Sarex Posted August 24, 2014 Posted August 24, 2014 Those things should not be getting rewarded with a limited resource like XP in a closed system where there is a finite amount of XP you can ever get (and where you can lock yourself out from getting it). I am pretty confident the designers would agree with me on this one, the potential to gimp yourself forever is just too great. Reward those players with extra money or achievements or loot or something, but not XP. Again the problem is that there's no way to make up for it later. If I do the noble's daughter quest and rush to the end (even unwittingly, which is easy to do, I did the first time I got it, finding the cultist lair on accident and before going to see the ogre) there is now no way for me to get the extra XP for investigating the case (talking to people etc.). This is totally different than games where you can make up the deficit with grinding or some other way to "go back" and get that "lost" XP. That is all just bad quest design. "because they filled mommy with enough mythic power to become a demi-god" - KP
Answermancer Posted August 24, 2014 Posted August 24, 2014 Reward those players with extra money or achievements or loot or something, but not XP. Just wanted to throw that into the conversation.
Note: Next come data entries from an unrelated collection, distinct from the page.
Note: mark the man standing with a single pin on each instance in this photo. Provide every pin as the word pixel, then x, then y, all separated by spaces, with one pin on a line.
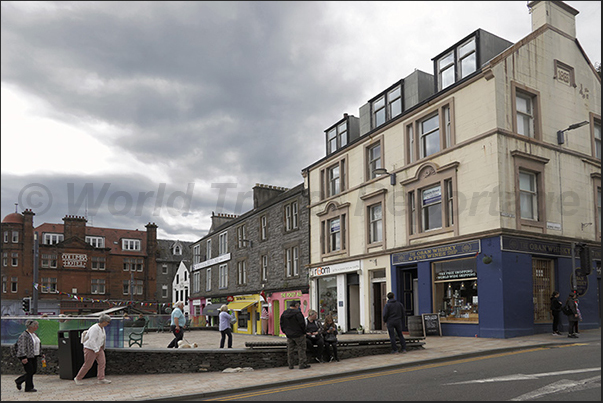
pixel 177 324
pixel 393 316
pixel 314 335
pixel 293 325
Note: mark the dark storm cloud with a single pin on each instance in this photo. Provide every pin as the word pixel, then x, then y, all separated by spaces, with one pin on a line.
pixel 118 201
pixel 222 84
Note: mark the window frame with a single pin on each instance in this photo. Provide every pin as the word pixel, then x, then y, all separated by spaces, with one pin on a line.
pixel 131 244
pixel 223 276
pixel 536 112
pixel 343 178
pixel 413 134
pixel 371 160
pixel 595 121
pixel 332 211
pixel 530 163
pixel 428 176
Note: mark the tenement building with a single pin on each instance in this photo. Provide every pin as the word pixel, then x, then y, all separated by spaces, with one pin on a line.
pixel 471 192
pixel 80 269
pixel 255 262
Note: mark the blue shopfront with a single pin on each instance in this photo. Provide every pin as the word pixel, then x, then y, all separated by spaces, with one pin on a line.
pixel 497 287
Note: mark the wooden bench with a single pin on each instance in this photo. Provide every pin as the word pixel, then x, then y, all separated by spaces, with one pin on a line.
pixel 411 343
pixel 135 336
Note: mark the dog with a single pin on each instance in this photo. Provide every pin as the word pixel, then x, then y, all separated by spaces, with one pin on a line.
pixel 184 344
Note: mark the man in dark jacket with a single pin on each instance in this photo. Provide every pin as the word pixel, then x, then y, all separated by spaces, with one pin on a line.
pixel 393 315
pixel 293 324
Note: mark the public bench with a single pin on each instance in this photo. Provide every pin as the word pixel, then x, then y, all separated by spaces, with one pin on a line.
pixel 411 343
pixel 135 336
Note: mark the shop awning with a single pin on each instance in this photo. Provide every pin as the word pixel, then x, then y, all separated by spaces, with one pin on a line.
pixel 240 305
pixel 212 310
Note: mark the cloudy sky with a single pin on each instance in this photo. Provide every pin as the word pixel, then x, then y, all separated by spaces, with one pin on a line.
pixel 136 112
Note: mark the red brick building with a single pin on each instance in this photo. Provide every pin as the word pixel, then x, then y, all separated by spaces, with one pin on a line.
pixel 81 269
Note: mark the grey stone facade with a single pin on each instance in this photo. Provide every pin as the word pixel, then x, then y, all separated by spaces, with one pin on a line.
pixel 270 203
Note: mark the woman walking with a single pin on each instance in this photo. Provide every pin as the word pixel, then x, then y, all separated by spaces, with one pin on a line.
pixel 224 326
pixel 94 349
pixel 556 312
pixel 28 351
pixel 573 317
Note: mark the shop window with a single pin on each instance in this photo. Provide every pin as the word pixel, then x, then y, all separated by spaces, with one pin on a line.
pixel 455 290
pixel 327 297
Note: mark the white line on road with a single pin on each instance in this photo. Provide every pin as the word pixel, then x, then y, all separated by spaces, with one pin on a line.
pixel 564 386
pixel 524 377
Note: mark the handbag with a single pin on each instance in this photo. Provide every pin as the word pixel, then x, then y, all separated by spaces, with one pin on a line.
pixel 330 337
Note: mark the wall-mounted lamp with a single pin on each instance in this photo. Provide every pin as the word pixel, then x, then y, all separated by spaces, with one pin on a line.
pixel 383 171
pixel 560 133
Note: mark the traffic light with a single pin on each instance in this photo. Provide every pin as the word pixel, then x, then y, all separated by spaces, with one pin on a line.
pixel 585 260
pixel 26 304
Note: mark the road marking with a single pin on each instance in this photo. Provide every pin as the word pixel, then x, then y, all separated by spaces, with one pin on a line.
pixel 525 377
pixel 312 384
pixel 564 386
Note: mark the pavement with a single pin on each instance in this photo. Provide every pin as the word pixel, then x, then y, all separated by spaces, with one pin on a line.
pixel 210 384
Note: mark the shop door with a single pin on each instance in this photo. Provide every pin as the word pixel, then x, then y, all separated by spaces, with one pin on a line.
pixel 276 318
pixel 379 301
pixel 408 276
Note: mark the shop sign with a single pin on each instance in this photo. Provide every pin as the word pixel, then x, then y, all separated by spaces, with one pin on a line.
pixel 335 269
pixel 291 294
pixel 210 262
pixel 457 249
pixel 454 274
pixel 524 245
pixel 74 259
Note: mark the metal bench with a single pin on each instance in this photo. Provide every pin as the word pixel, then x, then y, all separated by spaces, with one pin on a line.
pixel 135 337
pixel 411 342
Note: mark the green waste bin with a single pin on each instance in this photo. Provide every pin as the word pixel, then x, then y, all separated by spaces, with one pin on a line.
pixel 71 354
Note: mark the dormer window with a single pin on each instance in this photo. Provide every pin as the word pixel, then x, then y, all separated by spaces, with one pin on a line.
pixel 130 244
pixel 456 64
pixel 52 239
pixel 387 105
pixel 337 137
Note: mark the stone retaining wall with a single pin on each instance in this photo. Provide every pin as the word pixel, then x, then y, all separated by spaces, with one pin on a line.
pixel 128 361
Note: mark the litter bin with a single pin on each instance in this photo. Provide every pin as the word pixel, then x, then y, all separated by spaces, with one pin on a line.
pixel 71 354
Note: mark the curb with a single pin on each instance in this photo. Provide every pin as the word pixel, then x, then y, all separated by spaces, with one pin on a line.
pixel 360 371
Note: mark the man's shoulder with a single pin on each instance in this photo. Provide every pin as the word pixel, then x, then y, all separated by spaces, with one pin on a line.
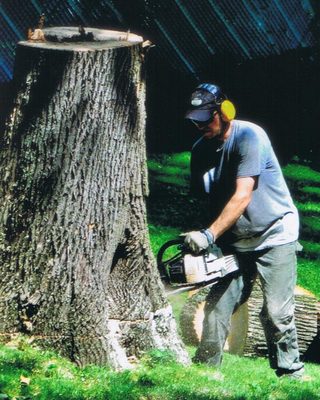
pixel 246 131
pixel 243 127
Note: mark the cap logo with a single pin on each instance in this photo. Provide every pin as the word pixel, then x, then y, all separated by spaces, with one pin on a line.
pixel 196 102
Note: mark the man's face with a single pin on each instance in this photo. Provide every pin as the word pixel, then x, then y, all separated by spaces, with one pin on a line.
pixel 214 127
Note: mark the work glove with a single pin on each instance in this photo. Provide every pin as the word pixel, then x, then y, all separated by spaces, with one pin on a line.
pixel 198 241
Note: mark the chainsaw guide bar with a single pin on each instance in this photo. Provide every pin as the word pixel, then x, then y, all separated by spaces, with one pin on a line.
pixel 185 271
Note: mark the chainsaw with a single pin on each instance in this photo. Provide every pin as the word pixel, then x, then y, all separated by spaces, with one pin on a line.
pixel 184 271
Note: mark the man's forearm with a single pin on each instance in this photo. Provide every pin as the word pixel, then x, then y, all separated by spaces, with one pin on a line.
pixel 229 215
Loot is basicaly XP, at least good loot, because its either a powerfull item or money that can be turned into a powerfull item. Items in RPG's are basicaly stat boosters, means its basicaly equal to a percentage of a level. That also means it is equal to xp. It is an it isn't. The game has ways of crafting and enchanting items to make them good, but an item will not give you all the extra bonuses that a level does. You can buy items with money and that will increase your power, sure, that's why I said reward players with money or things like that. But levels are limited and more significant and your level 6 Wizard won't ever be able to spend money to get to level 7. That's why XP is special and need to be treated carefully. Ultimately I still think you should just make the quest worth 800 XP whether you do every step or skip ahead, but doing every step will get it to you early and potentially you might face the challenge at the end of that quest a level higher than someone who skipped them all. There are probably other solutions for "making up" the XP that you miss out on, and I'd be fine with those too, but I can't believe you guys are seriously advocating for a way for someone to miss out on a significant amount of XP forever due to inexperience or a different playstyle besides "super-completionist".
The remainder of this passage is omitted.